Time to look at what I need in my world to scratch that occasional itch.
My needs are simple.
I would like a foot in most genre camps, mechanics that can be explained to new or occasional players easily and preferably only one system with mechanics that I find logical, realistic. I also lean towards the heavier end of theming, better for deep story telling without the wizz-bang, who’s who of expected to smite monsters. I was once torn between Savage Worlds and d% games for my “one system” backbone role, but Savage Worlds has fallen away. I just do not like the system, nor it’s handling of some genres.
So, apart from some older or well loved games (MT 1e, DC Heroes, Champions 4e, Mouse Guard) that are really not worth selling or do offer a decent alternative occasionally, the only system(s) that fit the bill are the d% series of games.
Percentile (D100) systems cover most genres I am interested in and in the forms I generally like.
They have games ranging from 40,000 bc to any period Sci Fi.
They can go hard or soft, pulpy or super gritty.
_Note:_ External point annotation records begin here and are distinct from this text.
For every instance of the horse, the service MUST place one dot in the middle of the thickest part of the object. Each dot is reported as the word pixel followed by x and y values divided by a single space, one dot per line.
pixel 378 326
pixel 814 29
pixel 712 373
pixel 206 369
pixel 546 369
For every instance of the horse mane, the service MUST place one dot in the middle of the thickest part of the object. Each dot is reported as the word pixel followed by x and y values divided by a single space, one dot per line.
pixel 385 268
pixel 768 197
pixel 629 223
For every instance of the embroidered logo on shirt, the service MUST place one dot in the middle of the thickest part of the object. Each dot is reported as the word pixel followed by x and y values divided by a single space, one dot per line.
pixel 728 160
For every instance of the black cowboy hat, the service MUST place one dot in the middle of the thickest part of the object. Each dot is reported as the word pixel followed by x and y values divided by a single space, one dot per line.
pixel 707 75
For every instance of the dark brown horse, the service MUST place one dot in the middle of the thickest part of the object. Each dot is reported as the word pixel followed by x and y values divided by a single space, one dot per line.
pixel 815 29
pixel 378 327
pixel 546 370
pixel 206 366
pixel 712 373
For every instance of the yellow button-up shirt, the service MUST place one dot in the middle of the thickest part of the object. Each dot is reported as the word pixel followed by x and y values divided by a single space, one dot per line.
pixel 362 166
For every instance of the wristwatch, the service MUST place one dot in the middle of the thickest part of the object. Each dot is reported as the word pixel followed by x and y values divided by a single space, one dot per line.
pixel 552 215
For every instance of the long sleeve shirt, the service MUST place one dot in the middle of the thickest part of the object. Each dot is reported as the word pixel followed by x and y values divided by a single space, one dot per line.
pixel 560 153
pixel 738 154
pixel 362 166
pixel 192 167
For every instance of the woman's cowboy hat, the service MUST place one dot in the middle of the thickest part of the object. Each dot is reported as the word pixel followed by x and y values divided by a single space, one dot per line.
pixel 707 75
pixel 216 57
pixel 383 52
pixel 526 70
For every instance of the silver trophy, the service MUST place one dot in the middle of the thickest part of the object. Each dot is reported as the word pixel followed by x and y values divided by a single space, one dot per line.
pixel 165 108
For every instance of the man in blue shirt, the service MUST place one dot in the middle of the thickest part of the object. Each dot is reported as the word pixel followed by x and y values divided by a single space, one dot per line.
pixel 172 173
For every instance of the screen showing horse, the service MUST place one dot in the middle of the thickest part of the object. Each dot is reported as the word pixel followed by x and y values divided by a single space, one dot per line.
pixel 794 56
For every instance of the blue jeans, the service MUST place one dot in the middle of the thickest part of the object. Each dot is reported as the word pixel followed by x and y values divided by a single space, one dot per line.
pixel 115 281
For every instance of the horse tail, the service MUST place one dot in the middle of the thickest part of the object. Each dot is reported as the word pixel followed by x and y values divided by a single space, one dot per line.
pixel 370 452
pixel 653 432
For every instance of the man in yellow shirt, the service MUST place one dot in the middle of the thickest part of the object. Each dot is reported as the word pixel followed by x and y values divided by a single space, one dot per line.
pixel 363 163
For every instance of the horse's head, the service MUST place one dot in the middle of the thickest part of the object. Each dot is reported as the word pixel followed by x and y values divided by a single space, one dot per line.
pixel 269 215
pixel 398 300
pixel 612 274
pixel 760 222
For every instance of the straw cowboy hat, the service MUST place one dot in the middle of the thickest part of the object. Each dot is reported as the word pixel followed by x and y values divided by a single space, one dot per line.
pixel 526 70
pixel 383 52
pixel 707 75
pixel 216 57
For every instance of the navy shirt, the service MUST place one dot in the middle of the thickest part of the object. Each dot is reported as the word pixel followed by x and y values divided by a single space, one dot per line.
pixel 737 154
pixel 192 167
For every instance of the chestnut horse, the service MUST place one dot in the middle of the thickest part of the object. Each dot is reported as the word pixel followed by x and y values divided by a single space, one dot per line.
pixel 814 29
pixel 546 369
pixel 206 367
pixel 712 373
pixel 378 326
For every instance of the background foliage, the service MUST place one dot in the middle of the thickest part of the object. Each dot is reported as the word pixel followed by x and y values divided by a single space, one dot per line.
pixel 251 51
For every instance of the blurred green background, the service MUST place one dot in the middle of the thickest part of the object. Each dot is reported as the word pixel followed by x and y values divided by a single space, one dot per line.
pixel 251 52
They are always bedded in a mechanically realistic system, with rare, but controlled forays into more “abstract” mechanics.
They are the most hackable of systems, allowing me to do basically any other game with the core d% rules as is. Want Star Wars or Tolkien ported over, no problem.
There are several “threads” to d% games, many, but not all of which, I have at least a sampling of. In the following posts, I will explore the various sub-genres of d% gaming and their most likely uses.